No sin cierta contrición descubrí, ante La ignorancia, que llevaba quince años sin leer las novelas de Milan Kundera. La broma (1967), La vida está en otra parte (1973) y El libro de la risa y el olvido (1978) son una trilogía esencial en la historia contemporánea de Europa. Iré más lejos: Kundera fue decisivo para que muchos lectores occidentales rompiésemos las últimas amarras sentimentales y simbólicas con el universo estalinista. Quienes vivíamos a la sombra del grisáceo árbol de la ciencia, perdíamos el tiempo buscando en Trotski, Bruno Rizzi, Charles Bettelheim o Rudolf Bahro una iluminación teórica que permitiera entender ese eufemismo llamado”socialismo real”. Kundera, con esa convicción que sólo brinda el arte de la novela, apareció para permitir, a las víctimas de la ilusión lírica, el festejo de la caída del Muro de Berlín en 1989.
Pero la historia castiga a sus profetas. Kundera, nacido en la antigua Checoslovaquia en 1929 y refugiado en París desde 1975, miró desde fuera la Revolución de Terciopelo, obra directa de otra generación, la de Vaclav Havel, el dramaturgo-presidente. En tanto, Kundera continuó publicando ensayos luminosos sobre música y literatura (El arte de la no-vela, 1986 y Los testamentos traicionados, 1996) y un par de novelas que acrecentaban su riqueza erótica e intelectual: La insoportable levedad del ser (1985) y La inmortalidad (1990).
Cuando en 1992 murió Alexander Dubcek, el rostro humano de la Primavera de Praga, muchos se preguntaron si su desaparición no sería también la de Milan Kundera. La ignorancia es la respuesta del novelista a ese apresurado epitafio.
En 1995 Kundera tomó una decisión capital en la vida de un escritor. Abandona el checo por el francés para escribir no sólo teatro y ensayo, sino novela. Además, supervisó las antiguas traducciones de su obra y dio a las versiones francesas “el mismo valor de autenticidad que el texto checo”. No se necesita saber checo para entender su siguiente trilogía —La lentitud (1995), La identidad (1997) y La ignorancia (2000)— como un voto de pobreza, con todo lo que hay de humildad y soberbia en tomar las Órdenes. A diferencia de Kafka, para quien el alemán era la lengua franca del judaísmo europeo, o de Nabokov, quien eligió el inglés como un capricho genial contra la extinción, a Kundera, aparentemente, ninguna razón radical lo forzaba a abandonar su lengua nativa. Quizá en La ignorancia están las razones explícitas de esa decisión.

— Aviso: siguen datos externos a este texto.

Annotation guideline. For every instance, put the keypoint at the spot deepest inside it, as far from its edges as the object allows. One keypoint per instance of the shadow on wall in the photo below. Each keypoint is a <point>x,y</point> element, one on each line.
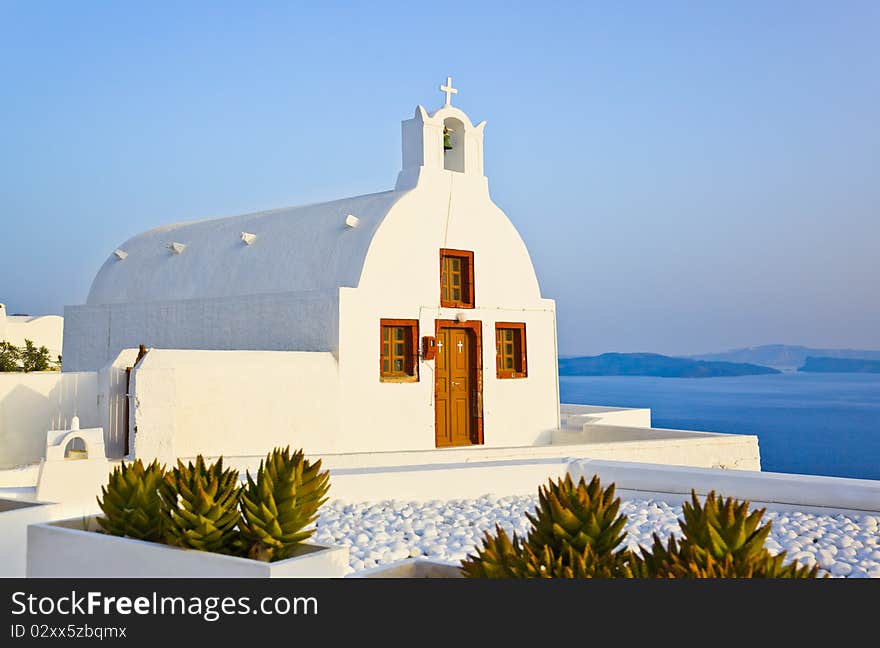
<point>32,404</point>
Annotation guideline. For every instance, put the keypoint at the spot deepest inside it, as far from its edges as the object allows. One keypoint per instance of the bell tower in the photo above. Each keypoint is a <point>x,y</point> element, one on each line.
<point>441,143</point>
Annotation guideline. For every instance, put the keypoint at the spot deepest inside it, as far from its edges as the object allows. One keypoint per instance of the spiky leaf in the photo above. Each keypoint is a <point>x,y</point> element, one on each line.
<point>279,505</point>
<point>130,501</point>
<point>200,506</point>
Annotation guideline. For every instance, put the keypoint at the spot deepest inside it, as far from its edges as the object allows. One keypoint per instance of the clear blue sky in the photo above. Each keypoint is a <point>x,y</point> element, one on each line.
<point>689,177</point>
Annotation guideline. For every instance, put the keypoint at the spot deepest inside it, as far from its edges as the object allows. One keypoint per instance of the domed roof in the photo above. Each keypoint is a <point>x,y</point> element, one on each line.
<point>310,247</point>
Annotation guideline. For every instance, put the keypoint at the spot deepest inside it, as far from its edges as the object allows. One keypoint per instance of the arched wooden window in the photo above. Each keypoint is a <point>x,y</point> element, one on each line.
<point>456,278</point>
<point>510,346</point>
<point>398,358</point>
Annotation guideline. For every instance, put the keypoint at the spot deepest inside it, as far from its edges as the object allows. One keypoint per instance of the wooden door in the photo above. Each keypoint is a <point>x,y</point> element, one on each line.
<point>455,387</point>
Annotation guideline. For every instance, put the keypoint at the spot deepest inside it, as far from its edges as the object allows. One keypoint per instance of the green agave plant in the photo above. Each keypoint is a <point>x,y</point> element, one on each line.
<point>576,530</point>
<point>130,501</point>
<point>574,533</point>
<point>721,539</point>
<point>280,503</point>
<point>200,506</point>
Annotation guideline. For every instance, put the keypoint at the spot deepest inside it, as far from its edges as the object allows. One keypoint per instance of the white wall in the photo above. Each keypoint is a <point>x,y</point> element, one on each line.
<point>401,280</point>
<point>233,402</point>
<point>305,321</point>
<point>33,403</point>
<point>42,330</point>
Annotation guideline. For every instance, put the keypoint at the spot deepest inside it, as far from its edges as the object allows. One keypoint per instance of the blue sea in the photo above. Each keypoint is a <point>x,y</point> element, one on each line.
<point>819,424</point>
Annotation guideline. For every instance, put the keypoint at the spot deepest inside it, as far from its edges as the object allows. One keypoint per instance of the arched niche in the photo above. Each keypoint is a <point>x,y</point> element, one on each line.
<point>453,159</point>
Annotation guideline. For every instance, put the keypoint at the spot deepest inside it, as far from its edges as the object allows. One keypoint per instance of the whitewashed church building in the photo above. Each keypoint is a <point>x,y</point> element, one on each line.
<point>404,320</point>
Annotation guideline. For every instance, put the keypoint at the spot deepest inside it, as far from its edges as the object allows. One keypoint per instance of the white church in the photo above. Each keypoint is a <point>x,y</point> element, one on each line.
<point>395,327</point>
<point>401,337</point>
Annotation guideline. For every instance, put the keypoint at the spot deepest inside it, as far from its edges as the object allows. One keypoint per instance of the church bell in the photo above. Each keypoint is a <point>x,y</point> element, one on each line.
<point>447,141</point>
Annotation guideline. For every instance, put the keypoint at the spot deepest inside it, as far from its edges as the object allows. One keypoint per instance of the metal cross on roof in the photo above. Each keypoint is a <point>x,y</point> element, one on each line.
<point>449,90</point>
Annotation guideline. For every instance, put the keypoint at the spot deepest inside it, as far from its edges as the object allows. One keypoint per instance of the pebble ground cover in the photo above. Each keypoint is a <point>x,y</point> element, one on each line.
<point>447,530</point>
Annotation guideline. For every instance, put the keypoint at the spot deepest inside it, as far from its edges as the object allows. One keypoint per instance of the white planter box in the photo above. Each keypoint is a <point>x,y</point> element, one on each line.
<point>64,549</point>
<point>15,516</point>
<point>412,568</point>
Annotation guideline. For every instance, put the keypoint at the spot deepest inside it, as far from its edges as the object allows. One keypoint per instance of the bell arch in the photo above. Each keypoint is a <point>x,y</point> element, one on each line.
<point>453,144</point>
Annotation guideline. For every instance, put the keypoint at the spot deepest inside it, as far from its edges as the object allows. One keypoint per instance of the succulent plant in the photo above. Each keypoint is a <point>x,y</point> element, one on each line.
<point>131,503</point>
<point>576,530</point>
<point>576,516</point>
<point>200,506</point>
<point>278,506</point>
<point>721,539</point>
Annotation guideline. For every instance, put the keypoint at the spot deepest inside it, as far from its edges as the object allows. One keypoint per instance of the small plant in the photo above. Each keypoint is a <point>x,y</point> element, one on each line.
<point>130,502</point>
<point>200,506</point>
<point>10,357</point>
<point>280,503</point>
<point>721,539</point>
<point>574,533</point>
<point>576,530</point>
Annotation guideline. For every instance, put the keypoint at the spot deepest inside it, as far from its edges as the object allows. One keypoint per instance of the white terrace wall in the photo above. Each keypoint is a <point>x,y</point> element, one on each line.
<point>187,403</point>
<point>33,403</point>
<point>42,330</point>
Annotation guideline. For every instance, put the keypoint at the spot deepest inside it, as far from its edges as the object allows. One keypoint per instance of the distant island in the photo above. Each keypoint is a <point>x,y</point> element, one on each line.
<point>784,356</point>
<point>840,365</point>
<point>653,364</point>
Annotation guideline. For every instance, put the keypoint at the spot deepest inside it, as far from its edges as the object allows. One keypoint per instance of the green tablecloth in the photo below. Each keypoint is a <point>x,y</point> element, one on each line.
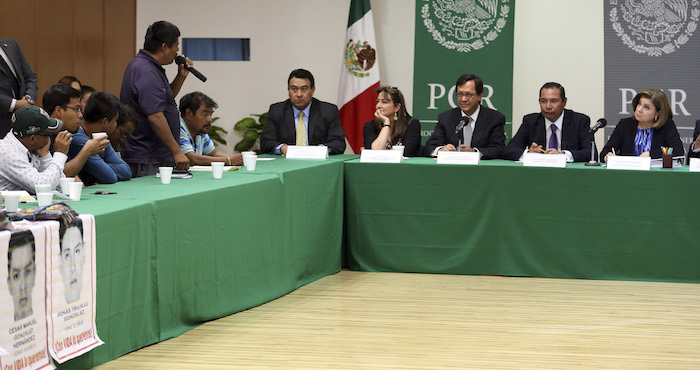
<point>170,257</point>
<point>500,218</point>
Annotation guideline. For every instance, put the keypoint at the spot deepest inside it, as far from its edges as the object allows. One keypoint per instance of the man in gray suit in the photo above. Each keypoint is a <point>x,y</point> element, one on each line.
<point>18,84</point>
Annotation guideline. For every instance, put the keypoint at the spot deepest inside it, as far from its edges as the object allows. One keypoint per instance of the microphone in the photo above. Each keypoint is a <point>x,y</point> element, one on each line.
<point>181,60</point>
<point>600,124</point>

El voto de pobreza de Kundera redujo el léxico en La lentitud y en La identidad, nouvelles a modo para recibir la hospitalidad del público francés mayoritario. La lentitud rescata al museógrafo y libertino Vivant Denon (1747-1825) y confronta a la deliciosa pereza del Antiguo Régimen con la velocidad, una de las esencias finiseculares, según los exégetas posmodernistas. Menos afortunada resulta La identidad, donde Kundera incurre en una parodia que él mismo había previsto en una página magnífica de La inmortalidad: el matrimonio entre el alma eslava y la petulancia francesa puede resultar tragicómico.

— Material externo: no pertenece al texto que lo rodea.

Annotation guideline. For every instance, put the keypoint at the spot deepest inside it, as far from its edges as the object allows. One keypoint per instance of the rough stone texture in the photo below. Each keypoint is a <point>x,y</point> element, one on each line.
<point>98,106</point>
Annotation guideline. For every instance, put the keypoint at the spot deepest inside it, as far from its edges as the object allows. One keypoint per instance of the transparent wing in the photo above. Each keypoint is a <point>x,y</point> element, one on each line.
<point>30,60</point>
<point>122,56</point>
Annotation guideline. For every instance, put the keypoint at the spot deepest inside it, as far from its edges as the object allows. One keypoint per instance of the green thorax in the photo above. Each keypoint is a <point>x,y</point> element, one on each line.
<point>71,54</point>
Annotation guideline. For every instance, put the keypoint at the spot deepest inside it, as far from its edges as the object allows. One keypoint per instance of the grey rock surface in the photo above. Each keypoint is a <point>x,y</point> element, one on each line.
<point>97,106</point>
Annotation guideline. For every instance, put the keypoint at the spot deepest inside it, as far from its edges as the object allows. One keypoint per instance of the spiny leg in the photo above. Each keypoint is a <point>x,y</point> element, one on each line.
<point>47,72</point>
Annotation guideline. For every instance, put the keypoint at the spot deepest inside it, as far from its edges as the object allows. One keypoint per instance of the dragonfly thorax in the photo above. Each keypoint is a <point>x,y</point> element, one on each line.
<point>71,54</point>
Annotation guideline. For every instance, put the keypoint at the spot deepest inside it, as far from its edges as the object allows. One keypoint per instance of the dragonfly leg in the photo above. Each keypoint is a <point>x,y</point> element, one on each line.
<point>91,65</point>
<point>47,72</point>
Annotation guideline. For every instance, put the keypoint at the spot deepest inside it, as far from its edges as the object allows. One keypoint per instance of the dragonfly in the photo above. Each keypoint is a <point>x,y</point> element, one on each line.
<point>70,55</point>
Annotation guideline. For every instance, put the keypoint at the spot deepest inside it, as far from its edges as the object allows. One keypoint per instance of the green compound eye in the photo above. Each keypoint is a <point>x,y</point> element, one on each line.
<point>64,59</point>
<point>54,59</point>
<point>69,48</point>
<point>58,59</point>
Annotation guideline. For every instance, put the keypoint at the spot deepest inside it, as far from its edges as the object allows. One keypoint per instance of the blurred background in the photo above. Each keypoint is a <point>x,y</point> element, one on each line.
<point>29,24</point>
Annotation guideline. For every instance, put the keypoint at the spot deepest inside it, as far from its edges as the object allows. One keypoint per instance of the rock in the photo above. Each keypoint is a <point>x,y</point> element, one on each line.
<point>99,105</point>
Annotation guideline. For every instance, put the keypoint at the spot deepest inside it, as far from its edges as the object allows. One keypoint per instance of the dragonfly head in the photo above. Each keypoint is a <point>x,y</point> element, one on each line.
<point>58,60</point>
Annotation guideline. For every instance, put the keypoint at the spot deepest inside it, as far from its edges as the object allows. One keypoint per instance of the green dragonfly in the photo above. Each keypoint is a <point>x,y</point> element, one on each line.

Ambas esencias se atraen con tal gravedad que crean un vaporoso apocalipticismo cotidiano, donde cada coito, borrachera, gesto de desamor, guiño inconsciente, dolencia del alma o del cuerpo, alcanzan una dimensión de dramática tortura dostoievskiana… que se resuelve en el diván de un psicoanalista lacaniano. Esta impostación es notoria en La identidad, puede admirarse en las películas de colores del polaco Kieslowski y es como transcribir las sinfonías de Dvorak para los valses y las mazurcas de Emile Waldteufel.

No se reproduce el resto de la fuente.